Public Policy and Advocacy

Overview: Academic support for social justice policy agendas implemented in all three branches of government: executive, legislative and judicial, is a core activity for advancement of the Institute’s mission, and will take many forms and follow many paths as they emerge over time.

Present initiatives: (a) Amici Curiae for People with Criminal Records and (b) Move-the-Box by Executive Order Initiative.

Amici Curiae for People with Criminal Records

Friends of the court in select state and federal appeals that affect the interests of people with criminal records, primarily in cases that affect reentry and rehabilitation rights and opportunities.

June 16, 2011: The Illinois Supreme Court ruled unanimously in People v. Hawkins that it was an “absurd” and “unjust” reading of applicable law for the Department of Corrections to claim the right to garnish inmate work assignment wages at 100%, and not what the legislature intended.

The Illinois Supreme Court granted the motion of the Institute for People with Criminal Records to file an Amicus Curiae brief in the case of People ex. rel  Department of Corrections v. Kensley Hawkins, in which the Institute opposed the Department of Corrections’ legal efforts to attach and garnish inmate wages at 100% – as if to make inmates legal slaves. The case was argued in the Supreme Court on March 15, 2011. You can watch the oral argument here.

The case was widely covered in the media and blogs: (e.g., Huffington PostChicago TribuneNewsOne for Black AmericaFox Chicago NewsBlack VoicesSt.

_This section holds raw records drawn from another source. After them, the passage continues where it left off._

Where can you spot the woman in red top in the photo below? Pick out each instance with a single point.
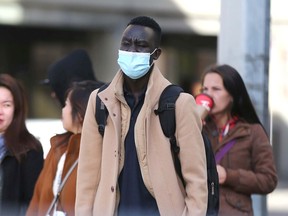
(248, 167)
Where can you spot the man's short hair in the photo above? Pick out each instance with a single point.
(148, 22)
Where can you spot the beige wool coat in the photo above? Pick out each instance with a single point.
(101, 161)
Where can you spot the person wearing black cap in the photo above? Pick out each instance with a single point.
(76, 66)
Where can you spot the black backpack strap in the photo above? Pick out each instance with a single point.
(166, 112)
(101, 112)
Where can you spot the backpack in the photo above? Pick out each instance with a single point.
(166, 113)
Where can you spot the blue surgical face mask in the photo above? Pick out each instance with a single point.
(134, 64)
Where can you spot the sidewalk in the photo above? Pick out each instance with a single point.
(277, 201)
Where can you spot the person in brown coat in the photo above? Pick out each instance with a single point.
(62, 156)
(240, 143)
(130, 170)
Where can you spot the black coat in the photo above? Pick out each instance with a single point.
(17, 182)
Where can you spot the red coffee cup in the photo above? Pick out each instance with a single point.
(205, 100)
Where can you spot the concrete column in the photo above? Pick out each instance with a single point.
(244, 44)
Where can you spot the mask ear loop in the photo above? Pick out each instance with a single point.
(153, 51)
(151, 55)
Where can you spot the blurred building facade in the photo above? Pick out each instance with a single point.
(36, 33)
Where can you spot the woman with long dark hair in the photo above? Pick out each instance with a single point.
(241, 146)
(58, 176)
(21, 154)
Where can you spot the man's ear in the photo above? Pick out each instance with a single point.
(157, 53)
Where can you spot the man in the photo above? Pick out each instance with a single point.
(130, 171)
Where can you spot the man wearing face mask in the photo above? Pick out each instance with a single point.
(130, 170)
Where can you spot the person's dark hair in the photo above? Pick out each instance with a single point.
(18, 140)
(148, 22)
(78, 95)
(74, 67)
(234, 84)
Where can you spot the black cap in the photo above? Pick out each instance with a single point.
(76, 66)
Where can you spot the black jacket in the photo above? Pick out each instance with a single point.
(17, 181)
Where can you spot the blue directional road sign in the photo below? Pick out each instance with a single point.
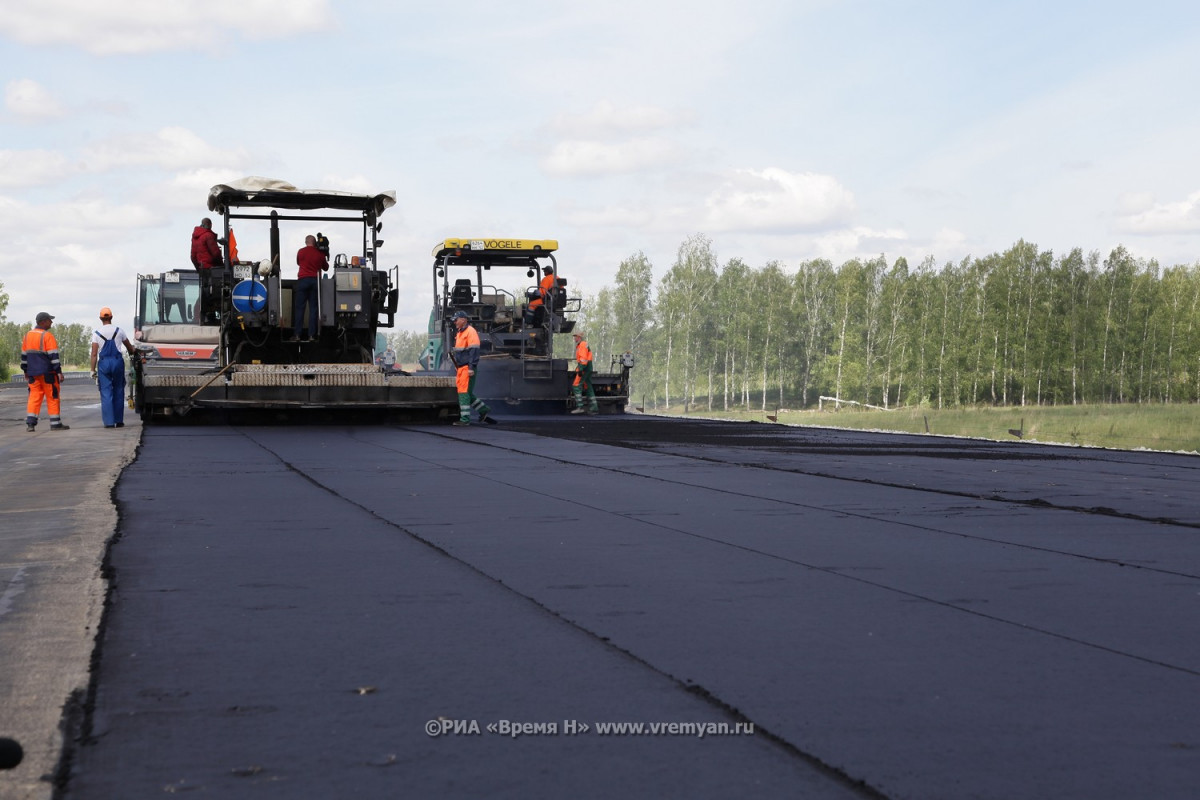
(250, 295)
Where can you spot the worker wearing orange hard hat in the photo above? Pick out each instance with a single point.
(583, 377)
(466, 360)
(108, 368)
(43, 373)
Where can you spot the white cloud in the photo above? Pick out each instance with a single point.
(1139, 214)
(591, 158)
(171, 148)
(30, 100)
(27, 168)
(775, 199)
(132, 26)
(606, 120)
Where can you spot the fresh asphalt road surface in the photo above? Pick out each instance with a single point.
(294, 609)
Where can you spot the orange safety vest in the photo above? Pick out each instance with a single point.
(40, 353)
(582, 353)
(466, 337)
(546, 284)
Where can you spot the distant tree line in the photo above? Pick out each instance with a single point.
(75, 342)
(1017, 328)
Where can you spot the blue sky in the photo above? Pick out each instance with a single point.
(784, 130)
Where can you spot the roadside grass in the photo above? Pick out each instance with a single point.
(1131, 426)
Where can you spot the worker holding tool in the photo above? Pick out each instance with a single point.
(583, 377)
(43, 373)
(465, 356)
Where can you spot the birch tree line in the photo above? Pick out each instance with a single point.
(1018, 328)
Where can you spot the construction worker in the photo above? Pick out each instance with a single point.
(305, 295)
(465, 355)
(108, 368)
(40, 362)
(583, 377)
(205, 250)
(547, 283)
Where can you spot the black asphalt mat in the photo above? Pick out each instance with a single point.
(900, 617)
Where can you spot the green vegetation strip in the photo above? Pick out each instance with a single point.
(1150, 426)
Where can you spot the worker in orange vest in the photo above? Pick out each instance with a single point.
(544, 289)
(583, 377)
(465, 355)
(43, 373)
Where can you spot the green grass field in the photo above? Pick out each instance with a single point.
(1122, 427)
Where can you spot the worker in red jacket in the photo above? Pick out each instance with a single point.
(43, 373)
(583, 377)
(305, 294)
(205, 250)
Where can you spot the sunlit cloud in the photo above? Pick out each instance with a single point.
(171, 148)
(135, 26)
(29, 168)
(606, 120)
(779, 200)
(1140, 214)
(592, 158)
(30, 101)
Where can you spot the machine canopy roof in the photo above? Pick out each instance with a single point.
(268, 192)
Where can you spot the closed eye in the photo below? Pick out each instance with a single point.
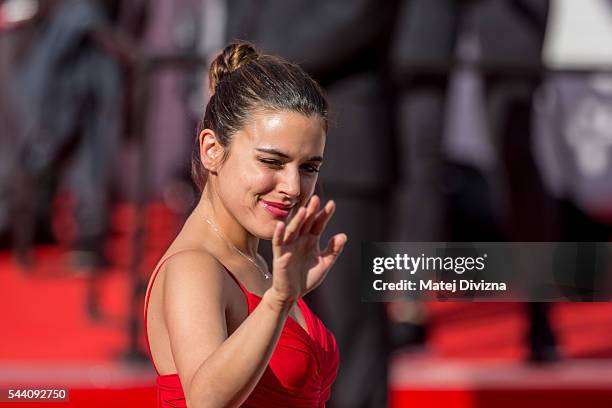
(310, 168)
(271, 162)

Louis Public RadioNBC ChicagoWJBC AM 1230.)

The Institute was generously represented pro bono by the Chicago law firm Neal Gerber & Eisenberg LLP. Here is the Institute’s Hawkins Amicus Curiae Brief.

For our next amicus curiae brief, we are presently investigating good-time credit litigation cases in California, primarily.

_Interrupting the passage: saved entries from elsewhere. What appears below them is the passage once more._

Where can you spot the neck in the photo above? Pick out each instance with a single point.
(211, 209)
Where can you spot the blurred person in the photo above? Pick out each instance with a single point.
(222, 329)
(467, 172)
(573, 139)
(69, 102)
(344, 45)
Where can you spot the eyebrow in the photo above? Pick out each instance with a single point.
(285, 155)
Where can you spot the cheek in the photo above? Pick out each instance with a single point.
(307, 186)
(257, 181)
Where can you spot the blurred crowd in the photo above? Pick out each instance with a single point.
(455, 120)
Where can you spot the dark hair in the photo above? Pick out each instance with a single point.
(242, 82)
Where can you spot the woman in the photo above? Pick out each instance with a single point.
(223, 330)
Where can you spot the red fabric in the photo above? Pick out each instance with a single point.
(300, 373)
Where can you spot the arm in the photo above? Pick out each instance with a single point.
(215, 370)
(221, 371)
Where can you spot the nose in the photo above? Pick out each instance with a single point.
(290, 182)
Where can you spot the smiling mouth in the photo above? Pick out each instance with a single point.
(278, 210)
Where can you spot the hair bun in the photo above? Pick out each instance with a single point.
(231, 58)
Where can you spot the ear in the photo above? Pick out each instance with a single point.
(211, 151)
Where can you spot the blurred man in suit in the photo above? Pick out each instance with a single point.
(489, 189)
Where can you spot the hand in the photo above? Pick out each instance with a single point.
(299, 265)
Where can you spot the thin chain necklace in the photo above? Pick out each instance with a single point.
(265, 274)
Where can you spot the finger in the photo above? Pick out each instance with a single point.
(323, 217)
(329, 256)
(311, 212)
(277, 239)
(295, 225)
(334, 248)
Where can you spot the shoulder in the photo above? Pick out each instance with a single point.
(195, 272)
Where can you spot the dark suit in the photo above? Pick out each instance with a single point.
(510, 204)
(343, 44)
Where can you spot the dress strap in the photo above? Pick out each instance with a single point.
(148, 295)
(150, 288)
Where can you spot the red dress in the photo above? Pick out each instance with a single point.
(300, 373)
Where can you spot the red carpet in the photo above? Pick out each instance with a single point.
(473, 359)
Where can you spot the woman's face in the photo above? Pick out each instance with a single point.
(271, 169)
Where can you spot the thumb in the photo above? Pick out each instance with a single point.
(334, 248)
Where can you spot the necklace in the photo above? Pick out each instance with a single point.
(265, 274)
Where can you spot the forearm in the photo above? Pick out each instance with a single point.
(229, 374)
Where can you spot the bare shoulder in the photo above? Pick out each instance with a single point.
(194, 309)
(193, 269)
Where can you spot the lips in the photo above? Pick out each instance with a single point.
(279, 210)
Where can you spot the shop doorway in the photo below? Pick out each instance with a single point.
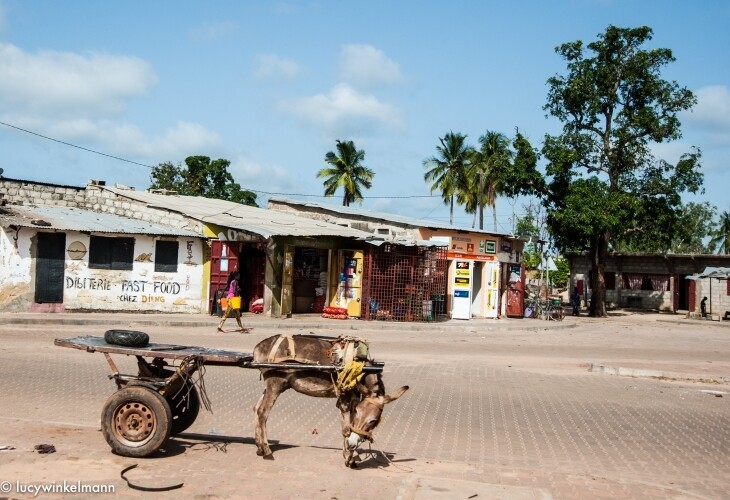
(49, 271)
(309, 280)
(477, 290)
(248, 259)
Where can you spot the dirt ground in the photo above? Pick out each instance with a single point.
(495, 410)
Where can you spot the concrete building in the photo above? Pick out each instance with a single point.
(54, 258)
(482, 266)
(659, 282)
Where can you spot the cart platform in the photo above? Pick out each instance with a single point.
(209, 355)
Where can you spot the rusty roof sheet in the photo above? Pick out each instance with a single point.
(255, 220)
(78, 219)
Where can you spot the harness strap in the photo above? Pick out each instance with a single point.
(289, 353)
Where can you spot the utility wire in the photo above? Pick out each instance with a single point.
(74, 145)
(252, 190)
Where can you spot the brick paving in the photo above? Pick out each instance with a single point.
(496, 409)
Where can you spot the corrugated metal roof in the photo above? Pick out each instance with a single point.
(386, 217)
(78, 219)
(261, 221)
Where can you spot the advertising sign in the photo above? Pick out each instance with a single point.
(462, 289)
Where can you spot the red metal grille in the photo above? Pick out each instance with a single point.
(405, 283)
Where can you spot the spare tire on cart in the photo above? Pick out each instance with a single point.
(127, 338)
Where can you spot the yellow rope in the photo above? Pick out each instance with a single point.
(349, 377)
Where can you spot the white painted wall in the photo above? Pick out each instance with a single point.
(141, 289)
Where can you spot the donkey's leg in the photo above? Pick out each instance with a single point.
(349, 454)
(262, 410)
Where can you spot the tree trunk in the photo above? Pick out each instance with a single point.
(597, 254)
(481, 200)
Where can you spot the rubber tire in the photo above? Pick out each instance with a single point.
(184, 412)
(136, 401)
(126, 338)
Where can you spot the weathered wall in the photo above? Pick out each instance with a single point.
(15, 269)
(91, 197)
(138, 290)
(652, 264)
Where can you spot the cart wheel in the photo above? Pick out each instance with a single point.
(127, 338)
(185, 406)
(135, 421)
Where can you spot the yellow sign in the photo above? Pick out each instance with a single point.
(461, 282)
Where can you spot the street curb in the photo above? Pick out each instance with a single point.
(645, 373)
(473, 326)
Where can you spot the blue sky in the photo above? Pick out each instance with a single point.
(271, 86)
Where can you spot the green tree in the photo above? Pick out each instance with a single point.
(201, 177)
(488, 165)
(605, 184)
(447, 171)
(694, 226)
(721, 235)
(347, 171)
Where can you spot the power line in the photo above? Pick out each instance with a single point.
(75, 146)
(364, 197)
(252, 190)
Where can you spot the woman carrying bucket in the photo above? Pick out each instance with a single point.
(233, 296)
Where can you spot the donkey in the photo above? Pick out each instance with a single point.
(360, 408)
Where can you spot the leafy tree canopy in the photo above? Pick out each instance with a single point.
(720, 235)
(347, 171)
(201, 177)
(605, 185)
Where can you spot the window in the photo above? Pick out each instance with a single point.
(646, 282)
(610, 280)
(166, 256)
(111, 253)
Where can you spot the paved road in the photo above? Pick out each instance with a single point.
(503, 409)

Move the Box by Executive Order.

Our goal is to advocate for as many Governors nationwide to issue an executive order akin to the Ban-the-Box policies implemented in many municipal venues, county and a few state governments. We feel Move-the-Box is a better term to describe the elimination of the criminal history inquiry box on employment applications, and to move the inquiry to a point at which a person with a criminal record has made it past the preliminary application stage and will be given an interview.

June, 2011. In “Looking for a job? Hope you don’t have any prior convictions,” Medill Reports:    Chicago discusses the role of the Institute for People with Criminal Records in the Move-the-Box by Executive Order initiative.

The Journal for Social Justice at De Paul University College of Law recently published “Moving the Box” by Executive Order in Illinois | De Paul Journal for Social Justice, 4 DePaul J. for Soc. Just. 1:17 Fall 2010 (by Michael Sweig  and Melissa McClure.).